There was a particular manual script which he said was written by Maj-Gen Alexander Madiebo, the Commander of the Biafran Army – detailing how Biafra’s coffin was, one would say, finally nailed in Ivory-Coast. This is considering what happened between Ojukwu and some of Biafra’s top officials who went on exile with him in that country. Col Anwunah said he told Madiebo about me and that Madiebo wanted to know my opinion of the manual script on Biafra.

He promised to facilitate the process for me to interview Madiebo. I was excited and I told him my view and suggested that it would be better to publish the manual script as a separate book, a kind of follow-up rather than as an addendum to Madiebo’s first book on the civil war entitled, “The Nigerian Revolution and The Biafran War.” I still regret that up till the time of his passage, Col Anwunah was not able to link me with Madiebo for the interview. Madiebo, himself, joined his ancestors a few months ago.  I think it might not have been Anwunah’s fault that I never met with Madiebo!   

Born at Awka in the former Eastern Region, Patrick Anwunah attended Government College, Umuahia 1948-1954 and directly from school, was enrolled as an Officer Cadet.

Upon his graduation from the Eaton Hall Officer Cadet School, Chester, England, Col Anwunah proceeded to the Royal Military Academy, Sandhurst, England, and was commissioned in 1956 in the Nigerian Army as a Second Lieutenant as N19.

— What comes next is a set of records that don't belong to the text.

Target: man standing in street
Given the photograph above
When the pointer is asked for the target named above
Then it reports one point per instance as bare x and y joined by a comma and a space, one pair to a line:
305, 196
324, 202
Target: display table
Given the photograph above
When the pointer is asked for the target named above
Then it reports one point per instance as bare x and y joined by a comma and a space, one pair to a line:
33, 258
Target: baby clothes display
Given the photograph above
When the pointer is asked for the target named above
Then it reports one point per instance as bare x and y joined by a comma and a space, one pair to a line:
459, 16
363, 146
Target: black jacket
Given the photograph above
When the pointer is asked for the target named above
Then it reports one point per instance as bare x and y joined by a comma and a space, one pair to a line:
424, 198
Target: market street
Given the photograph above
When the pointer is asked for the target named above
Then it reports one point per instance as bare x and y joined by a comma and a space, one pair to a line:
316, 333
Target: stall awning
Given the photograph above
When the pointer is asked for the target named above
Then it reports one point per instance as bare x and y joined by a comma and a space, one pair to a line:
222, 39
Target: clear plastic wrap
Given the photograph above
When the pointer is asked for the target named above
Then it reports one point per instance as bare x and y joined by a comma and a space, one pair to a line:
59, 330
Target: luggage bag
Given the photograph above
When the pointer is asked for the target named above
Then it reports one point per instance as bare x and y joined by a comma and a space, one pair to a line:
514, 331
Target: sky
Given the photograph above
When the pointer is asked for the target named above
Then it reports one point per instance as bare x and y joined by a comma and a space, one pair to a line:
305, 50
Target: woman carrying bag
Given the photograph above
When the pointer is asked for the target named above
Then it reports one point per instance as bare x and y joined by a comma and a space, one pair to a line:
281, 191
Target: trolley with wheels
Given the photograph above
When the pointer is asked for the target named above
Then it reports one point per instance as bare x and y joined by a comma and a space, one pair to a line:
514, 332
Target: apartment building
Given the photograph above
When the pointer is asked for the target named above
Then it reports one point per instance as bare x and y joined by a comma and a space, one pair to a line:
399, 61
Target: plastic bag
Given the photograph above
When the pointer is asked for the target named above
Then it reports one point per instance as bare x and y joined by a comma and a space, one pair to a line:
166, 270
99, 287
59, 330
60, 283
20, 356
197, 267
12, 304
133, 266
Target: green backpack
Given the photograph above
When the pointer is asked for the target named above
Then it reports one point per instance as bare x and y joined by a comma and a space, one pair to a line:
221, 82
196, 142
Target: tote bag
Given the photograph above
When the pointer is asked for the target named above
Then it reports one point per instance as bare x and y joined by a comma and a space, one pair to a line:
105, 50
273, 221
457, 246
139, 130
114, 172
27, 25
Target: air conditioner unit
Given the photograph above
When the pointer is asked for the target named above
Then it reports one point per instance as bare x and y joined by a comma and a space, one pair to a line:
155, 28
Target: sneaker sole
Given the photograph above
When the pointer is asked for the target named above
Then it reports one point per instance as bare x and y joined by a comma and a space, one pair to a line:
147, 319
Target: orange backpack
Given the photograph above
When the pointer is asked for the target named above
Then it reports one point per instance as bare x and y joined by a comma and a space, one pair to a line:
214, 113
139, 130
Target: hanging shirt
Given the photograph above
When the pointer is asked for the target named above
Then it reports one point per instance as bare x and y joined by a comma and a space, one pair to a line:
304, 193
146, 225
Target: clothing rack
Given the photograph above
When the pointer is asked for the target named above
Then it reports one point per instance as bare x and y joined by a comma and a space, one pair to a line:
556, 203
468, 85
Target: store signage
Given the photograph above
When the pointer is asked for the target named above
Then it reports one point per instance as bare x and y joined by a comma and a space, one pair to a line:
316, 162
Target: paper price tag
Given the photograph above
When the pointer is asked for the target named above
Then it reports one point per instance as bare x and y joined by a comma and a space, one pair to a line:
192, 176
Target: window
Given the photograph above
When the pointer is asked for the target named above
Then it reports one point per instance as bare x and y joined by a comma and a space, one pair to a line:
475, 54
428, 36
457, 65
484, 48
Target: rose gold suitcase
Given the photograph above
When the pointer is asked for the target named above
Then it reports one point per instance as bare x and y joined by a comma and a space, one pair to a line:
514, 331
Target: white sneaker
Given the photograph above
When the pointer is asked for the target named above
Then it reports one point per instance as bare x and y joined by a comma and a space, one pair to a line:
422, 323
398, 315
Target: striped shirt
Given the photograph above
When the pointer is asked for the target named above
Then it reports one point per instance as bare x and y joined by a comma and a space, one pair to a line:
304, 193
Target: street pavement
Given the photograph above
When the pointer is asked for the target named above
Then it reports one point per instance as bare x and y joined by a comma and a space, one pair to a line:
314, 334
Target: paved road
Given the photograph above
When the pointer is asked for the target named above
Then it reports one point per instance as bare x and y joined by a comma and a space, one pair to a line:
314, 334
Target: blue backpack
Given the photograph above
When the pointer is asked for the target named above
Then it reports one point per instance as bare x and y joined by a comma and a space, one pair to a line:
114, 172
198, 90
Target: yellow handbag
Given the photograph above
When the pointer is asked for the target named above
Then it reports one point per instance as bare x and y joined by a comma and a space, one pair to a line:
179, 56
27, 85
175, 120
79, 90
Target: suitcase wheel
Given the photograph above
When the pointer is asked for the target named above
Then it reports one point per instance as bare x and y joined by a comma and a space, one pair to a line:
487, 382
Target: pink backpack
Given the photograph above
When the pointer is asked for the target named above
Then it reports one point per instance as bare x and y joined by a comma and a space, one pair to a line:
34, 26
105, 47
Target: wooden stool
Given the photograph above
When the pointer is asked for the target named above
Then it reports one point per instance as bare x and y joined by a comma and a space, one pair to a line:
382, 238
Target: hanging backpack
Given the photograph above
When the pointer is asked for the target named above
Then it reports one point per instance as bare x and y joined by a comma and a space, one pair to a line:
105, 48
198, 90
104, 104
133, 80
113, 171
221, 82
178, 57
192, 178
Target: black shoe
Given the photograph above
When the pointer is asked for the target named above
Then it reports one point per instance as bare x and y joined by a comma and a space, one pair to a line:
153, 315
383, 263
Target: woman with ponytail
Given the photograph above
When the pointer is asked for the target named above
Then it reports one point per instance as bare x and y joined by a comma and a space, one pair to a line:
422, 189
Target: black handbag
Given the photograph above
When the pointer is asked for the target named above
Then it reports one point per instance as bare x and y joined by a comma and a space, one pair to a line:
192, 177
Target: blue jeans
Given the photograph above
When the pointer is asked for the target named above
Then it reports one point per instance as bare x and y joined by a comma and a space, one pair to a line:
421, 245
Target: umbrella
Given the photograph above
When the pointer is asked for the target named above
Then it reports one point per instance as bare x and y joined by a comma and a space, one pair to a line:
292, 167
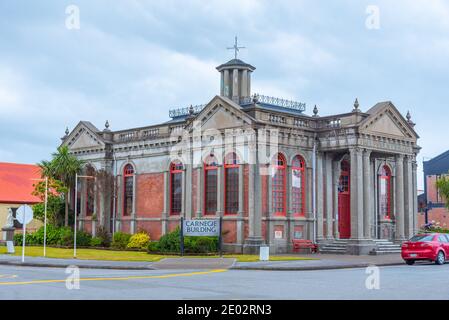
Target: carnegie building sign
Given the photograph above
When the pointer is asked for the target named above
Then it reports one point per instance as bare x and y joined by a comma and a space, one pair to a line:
201, 228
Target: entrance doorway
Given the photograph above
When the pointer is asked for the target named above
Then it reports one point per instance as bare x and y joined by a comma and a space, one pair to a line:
344, 203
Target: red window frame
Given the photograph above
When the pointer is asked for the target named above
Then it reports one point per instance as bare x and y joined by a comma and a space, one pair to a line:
90, 197
385, 204
299, 194
344, 183
210, 185
231, 184
278, 186
176, 169
128, 175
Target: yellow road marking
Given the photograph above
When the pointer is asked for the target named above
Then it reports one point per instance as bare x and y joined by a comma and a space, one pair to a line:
118, 278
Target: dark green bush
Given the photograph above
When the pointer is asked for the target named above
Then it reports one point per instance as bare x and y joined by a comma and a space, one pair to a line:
96, 242
120, 240
104, 235
153, 246
171, 243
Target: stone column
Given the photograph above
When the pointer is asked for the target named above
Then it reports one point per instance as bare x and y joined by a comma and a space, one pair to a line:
235, 85
165, 212
319, 196
399, 192
227, 87
329, 198
367, 195
409, 201
255, 239
336, 180
415, 196
288, 189
200, 192
134, 214
356, 193
187, 191
244, 85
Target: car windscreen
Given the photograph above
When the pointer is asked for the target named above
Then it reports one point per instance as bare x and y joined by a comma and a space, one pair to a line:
422, 238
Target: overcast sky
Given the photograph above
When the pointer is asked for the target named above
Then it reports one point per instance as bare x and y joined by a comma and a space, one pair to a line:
132, 61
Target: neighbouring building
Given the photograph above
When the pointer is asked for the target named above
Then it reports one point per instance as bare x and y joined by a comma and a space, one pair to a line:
16, 187
272, 172
433, 170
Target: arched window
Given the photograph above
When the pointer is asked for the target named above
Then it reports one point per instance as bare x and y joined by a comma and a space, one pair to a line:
231, 184
176, 169
343, 186
90, 191
210, 185
278, 185
128, 190
385, 192
298, 186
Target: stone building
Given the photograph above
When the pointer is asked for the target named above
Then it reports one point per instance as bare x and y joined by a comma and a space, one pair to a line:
272, 172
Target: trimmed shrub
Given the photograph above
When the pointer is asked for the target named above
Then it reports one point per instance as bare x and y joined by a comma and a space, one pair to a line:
139, 241
96, 242
120, 240
104, 236
153, 246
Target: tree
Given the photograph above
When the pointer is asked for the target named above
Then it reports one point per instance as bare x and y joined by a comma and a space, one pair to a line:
63, 167
443, 187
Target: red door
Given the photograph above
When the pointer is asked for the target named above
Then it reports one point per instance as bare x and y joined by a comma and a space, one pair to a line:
344, 203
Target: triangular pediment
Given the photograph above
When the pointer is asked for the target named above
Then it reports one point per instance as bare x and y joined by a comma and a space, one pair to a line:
386, 120
222, 113
83, 137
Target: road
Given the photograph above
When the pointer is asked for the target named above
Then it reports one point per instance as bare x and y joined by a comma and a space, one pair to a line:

He subsequently became the General Staff Officer 1 in the Nigerian Army Headquarters where he played a major role in halting the January 1966 coup.

The uprising of 1966 forced him to come home to join in the defence of his people in the Nigeria-Biafra war. In Biafra, he would later become the Quartermaster General and Chief of Logistics at the Biafran Defence Headquarters. Col Anwunah was a member of the delegation that went to Lagos in 1970 to sign the Peace Accord that ended the Nigeria civil war.

Now you can imagine my shock when the news of his demise hit me. I remember that on the 18th September, 2022 or thereabout, I received a telephone call from Mr. Chike Anwunah. “Ah Chike, it’s been quite an age since I heard from you last. How is daddy, our Colonel?” I asked and there was a few minutes silence before he said: “Oh, daddy just passed on. That was on Friday 16th September. I was scrolling through his phone and saw your name and number. I decided to inform you about his passage.”

“O, my God. We’ve lost another important Biafran hero. May God have mercy on him. May God Almighty console you and other members of the family he left behind and those of us who were close to him,” I informed Chike on phone. I promised I would visit the bereaved family.     

A release later issued and signed by Chike on behalf of the Anwunah family, indicated among other things, that the funeral arrangements will be communicated later to members of the public. Chike left his contact number in the statement: 08153198892.

I pray that God Almighty will have mercy on Col Anwunah and grant him eternal peace for, in my own thinking he was a man of peace.